The strain also took a toll on managing his company, Café Cartago. “There’s a lot of time away from work,” he said. “I was with her in surgery. I took care of her basic needs at home. You have to juggle a lot while providing that care and holding down a job. I run my own company, and I have people looking up to me for leadership and direction. You have to do double duty, and that creates a lot of stress. But it’s not as trying as what Lynda was facing. She’s involved in a life and death situation.”

For the Larsens, providing physical care was one challenge, providing emotional support was equally important.

“The No. 1 thing is to do everything you can to keep spirits up,” said Steve. “I wouldn’t allow Lynda to get into this poor me, why me, death, the C word, what’ll happen to the family when I’m gone attitude. Emotional support is important, and it’s sometimes difficult when you’re running around paying bills and taking care of the business.”

Larsen was particularly concerned about losing her hair during her first chemotherapy session. Steve came up with an idea.

“I didn’t tell her what I was going to do, so it came as a shock when I showed up at her first chemo session completely bald. The shock value of shaving my head added so much levity to the moment that it completely changed the subject matter away from ‘poor me,’ ” he said.

Other cancer survivors interviewed for this article said they tried to downplay the seriousness of their illness and treatments in order to shield their families.

Deb Martin, a 44-year-old manager for Verizon Business in Denver, has survived her cancer since it was first detected in 2001. She has endured a modified radical mastectomy, removal of lymph nodes, chemo and other drug therapies. Two years ago, the cancer metastasized in her liver. A year ago, an MRI revealed brain and bone cancer. She conquered the brain cancer with radiation and is currently receiving treatment for the liver and bone cancer.

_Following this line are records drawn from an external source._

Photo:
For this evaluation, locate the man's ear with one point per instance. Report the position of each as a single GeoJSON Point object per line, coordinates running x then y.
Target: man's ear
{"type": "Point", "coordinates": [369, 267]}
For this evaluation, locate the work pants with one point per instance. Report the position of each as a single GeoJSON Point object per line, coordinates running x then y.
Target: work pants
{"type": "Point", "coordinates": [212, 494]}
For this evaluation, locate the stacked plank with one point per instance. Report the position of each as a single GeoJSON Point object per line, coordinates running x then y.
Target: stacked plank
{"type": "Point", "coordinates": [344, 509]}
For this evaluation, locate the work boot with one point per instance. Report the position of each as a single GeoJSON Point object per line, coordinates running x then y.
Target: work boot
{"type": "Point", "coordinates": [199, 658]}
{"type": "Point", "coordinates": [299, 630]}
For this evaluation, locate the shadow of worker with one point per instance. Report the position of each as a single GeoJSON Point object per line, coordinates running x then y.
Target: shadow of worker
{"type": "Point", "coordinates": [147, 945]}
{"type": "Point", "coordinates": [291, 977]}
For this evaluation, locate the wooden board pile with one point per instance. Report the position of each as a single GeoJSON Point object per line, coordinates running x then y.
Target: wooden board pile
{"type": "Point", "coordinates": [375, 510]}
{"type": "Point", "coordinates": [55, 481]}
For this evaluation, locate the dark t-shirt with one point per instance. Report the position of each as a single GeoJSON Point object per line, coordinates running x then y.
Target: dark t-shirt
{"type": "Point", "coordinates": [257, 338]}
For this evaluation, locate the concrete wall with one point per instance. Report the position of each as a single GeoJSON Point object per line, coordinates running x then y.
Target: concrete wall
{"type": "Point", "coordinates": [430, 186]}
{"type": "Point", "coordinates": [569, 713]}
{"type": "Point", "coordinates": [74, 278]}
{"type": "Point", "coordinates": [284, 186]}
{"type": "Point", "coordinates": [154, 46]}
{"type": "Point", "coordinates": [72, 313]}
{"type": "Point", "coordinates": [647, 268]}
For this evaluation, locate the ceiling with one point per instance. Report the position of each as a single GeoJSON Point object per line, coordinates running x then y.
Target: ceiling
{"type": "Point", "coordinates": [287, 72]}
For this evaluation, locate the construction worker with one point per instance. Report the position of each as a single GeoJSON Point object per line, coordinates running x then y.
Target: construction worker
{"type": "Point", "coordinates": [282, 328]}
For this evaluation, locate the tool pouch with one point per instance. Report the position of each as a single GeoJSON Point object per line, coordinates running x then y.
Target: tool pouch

“My kids understand I have cancer but not the seriousness of it,” she said. “I try not to let it affect them. They have not really been impacted except to miss breakfast occasionally when I have to leave the house early for treatment.”

Martin said she has handled a lot of the treatments without assistance, preferring not to burden her children and husband, Bill. “I’ve done it mostly without my husband’s help. My mom helps out, but my husband has to go to work. He’s a contract programmer for Verizon, and he can’t get away from his work.”

Sometimes it’s impossible for her to keep the reality hidden.

“They see me hanging over the toilet and throwing up when I have a bad reaction to the medication,” she said. “My kids ask me if I’m OK, but you know what, they’re going with the flow.”

Does a discussion about mortality ever arise?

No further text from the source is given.